It’s not going to take a whole post to tell you I didn’t like Run All Night. I mean, it’s fine. It’s exactly what you expect. It’s a movie capitalizing on Liam Neeson’s strange turn as an elderly action star. It doesn’t bother to be particularly good, not even as good as Taken or The Grey, which didn’t set the bar high to begin with. Liam Neeson plays a retired goon who gets pulled back into the biz when threats to his estranged son force him to kill his best friend’s (and ex-boss’s) son. Father and son “run all night” to avoid the bullets they both know are coming.
Now, I’m not one to talk shit about Liam Neeson. That man’s just got sex appeal (Liam agrees, by the way – “I never did think of myself as handsome–terribly attractive, yes, but not handsome.”) Plus, I’d be worried he’d tape shards of tiny bottles of liquor to his hands and wake me up from sleep with his heavy breathing. Once upon a time, he was known as a “serious” actor, garnering an Oscar nomination for his role in Schindler’s List, and a couple of Tony nominations as well. Steven Spielberg was anxious to re-team with him for the Lincoln biopic but after several delays of the project, Neeson felt he was getting too old for the part and let it go to Daniel Day-Lewis. Apparently he’s not too old to run around the streets of New York, shooting cops and robbers though. He’ll be 63 this summer, and has somehow been rebranded the thinking man’s action hero (note to Liam: another movie like this, and we’re retracting the thinking part). He’s almost as surprised by this turn of events as we are: “I thought it was going to be a straight-to-video release (he’s talking about Taken). That is actually one of the reasons I did it, to be honest. I felt like spending three months in Paris, I’d get to do all this physical stuff that no one would think of me for, and that the film would go straight to video. Then it became this big success. I was a tiny bit embarrassed by it, a tiny bit, but then people started sending me action scripts.”

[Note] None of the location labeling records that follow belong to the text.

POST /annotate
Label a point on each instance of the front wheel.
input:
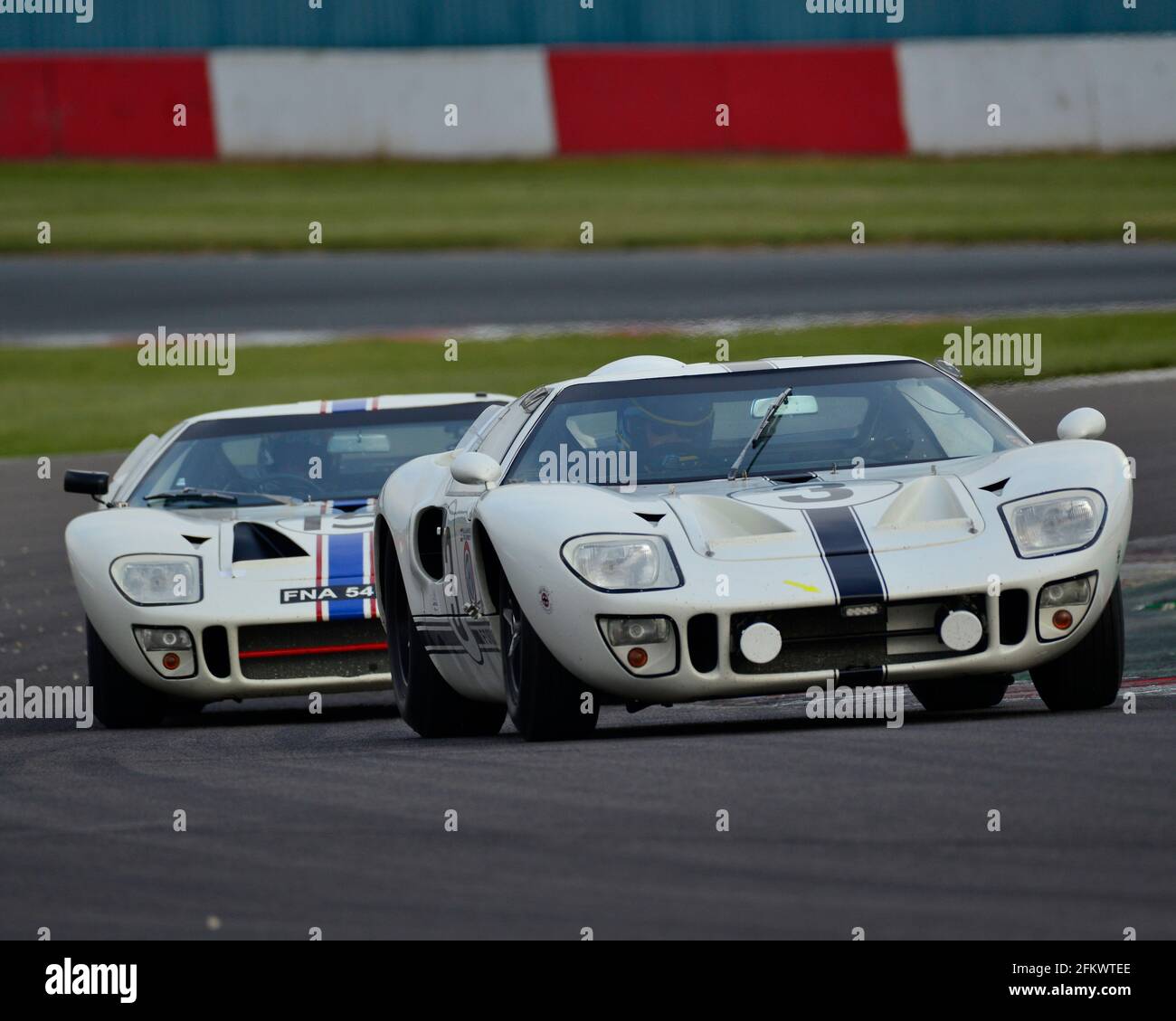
(953, 695)
(426, 701)
(1088, 676)
(545, 701)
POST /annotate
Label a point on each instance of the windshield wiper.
(213, 496)
(763, 432)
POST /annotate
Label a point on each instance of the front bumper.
(814, 653)
(259, 659)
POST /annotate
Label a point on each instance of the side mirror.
(1082, 423)
(95, 484)
(475, 469)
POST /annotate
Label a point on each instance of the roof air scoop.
(638, 364)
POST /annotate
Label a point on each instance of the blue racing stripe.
(346, 566)
(847, 554)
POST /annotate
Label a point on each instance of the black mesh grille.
(824, 638)
(329, 648)
(214, 642)
(702, 640)
(1014, 615)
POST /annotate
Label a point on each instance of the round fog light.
(760, 642)
(961, 630)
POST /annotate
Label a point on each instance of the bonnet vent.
(251, 541)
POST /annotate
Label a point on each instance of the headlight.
(151, 579)
(622, 562)
(1054, 523)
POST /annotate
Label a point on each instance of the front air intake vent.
(251, 541)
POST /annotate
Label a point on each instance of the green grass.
(631, 202)
(97, 399)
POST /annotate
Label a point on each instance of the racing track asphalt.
(337, 821)
(50, 299)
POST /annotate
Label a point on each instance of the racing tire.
(424, 699)
(1088, 676)
(545, 700)
(955, 695)
(120, 701)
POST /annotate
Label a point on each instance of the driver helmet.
(682, 418)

I bet he’s not so embarrassed now. He earned a nice 5 million dollar paycheque for Taken, but for Taken 2 he demanded 15, and he got 20M for Taken 3. So he’s not just a bankable action star, he’s making serious bank doing it. Liam Neeson is only the latest incarnation of the aged action hero, he’s not the first and I have a feeling he’s not the last. For some reason we have an obsession with old, grizzled action stars and The Expendables series is all over it like a donkey on a waffle.
There is no young hot new action star. There just isn’t. A young man’s action movie has been taken over by the super heroes and that’s created a vacuum where the old guys have been allowed to stick around, and in fact, have been brought back, resurrected. These are action movies for Baby Boomers, the generation THAT WILL NOT RETIRE. Arnold Scharzenegger (67) has a new Terminator movie in the works. Sylvester Stallone (68) has a new Rocky movie. Bruce Willis (turns 60 later this month) is working all kind of action franchises, Die Hard certainly, and Red, and has even more in the works. You cannot kill these men, or the characters they originated before I was born.
Speaking of invincibility: the most pervasive action star is Tom Cruise. He’s “only” 52, a young man in this crowd, but this ageless wonder has somehow kept his body in vintage form. It’s very possible that he sleeps in a large pickle jar and only comes out to run very, very fast on camera, pumping his little arms in a $2000 wind breaker, or else to flash his whitewhite teeth on the red carpet. And I’m sure he pays handsomely for a crack team of Scientology “doctors” to pull very , very hard on his strings to keep everything where it should be: a fine specimen. No wonder he’s in better shape than he has any right to be. In the next few months we’ll see him in Mission Impossible 5, Top Gun 2, and Jack Reacher 2. It’s guys like Cruise who make guys like Colin Firth (54) think they should give it a chance too – hit the gym, do your own stunts, the works, which Mr. Darcy does rather well in Kingsman.
Hollywood is bending over backwards to tell boomers what they want to hear: you’re not irrelevant! We still need you! You’re still capable! “Retirement is for sissies!” as one of Sly’s posters for The Last Stand so succinctly put it. Not only are we reassuring boomers that they’ve still got it, the narrative is that they’re actually better than the young men trying to push them out of the way. In Taken, and in Red, and in countless others, the opponent is much younger (almost as young as the action star’s wife – gross!). In The Expendables 2 (SPOILER ALERT!) there’s only one young guy on the team, and he’s the one who dies. Because boomers are so much better than everyone. Because they have all this valuable life experience, and even if their bodies are a bit droopier, and their reflexes a bit duller and their instincts a bit slower they can still magically make the young dudes disappear. As always in life, the old white man is king.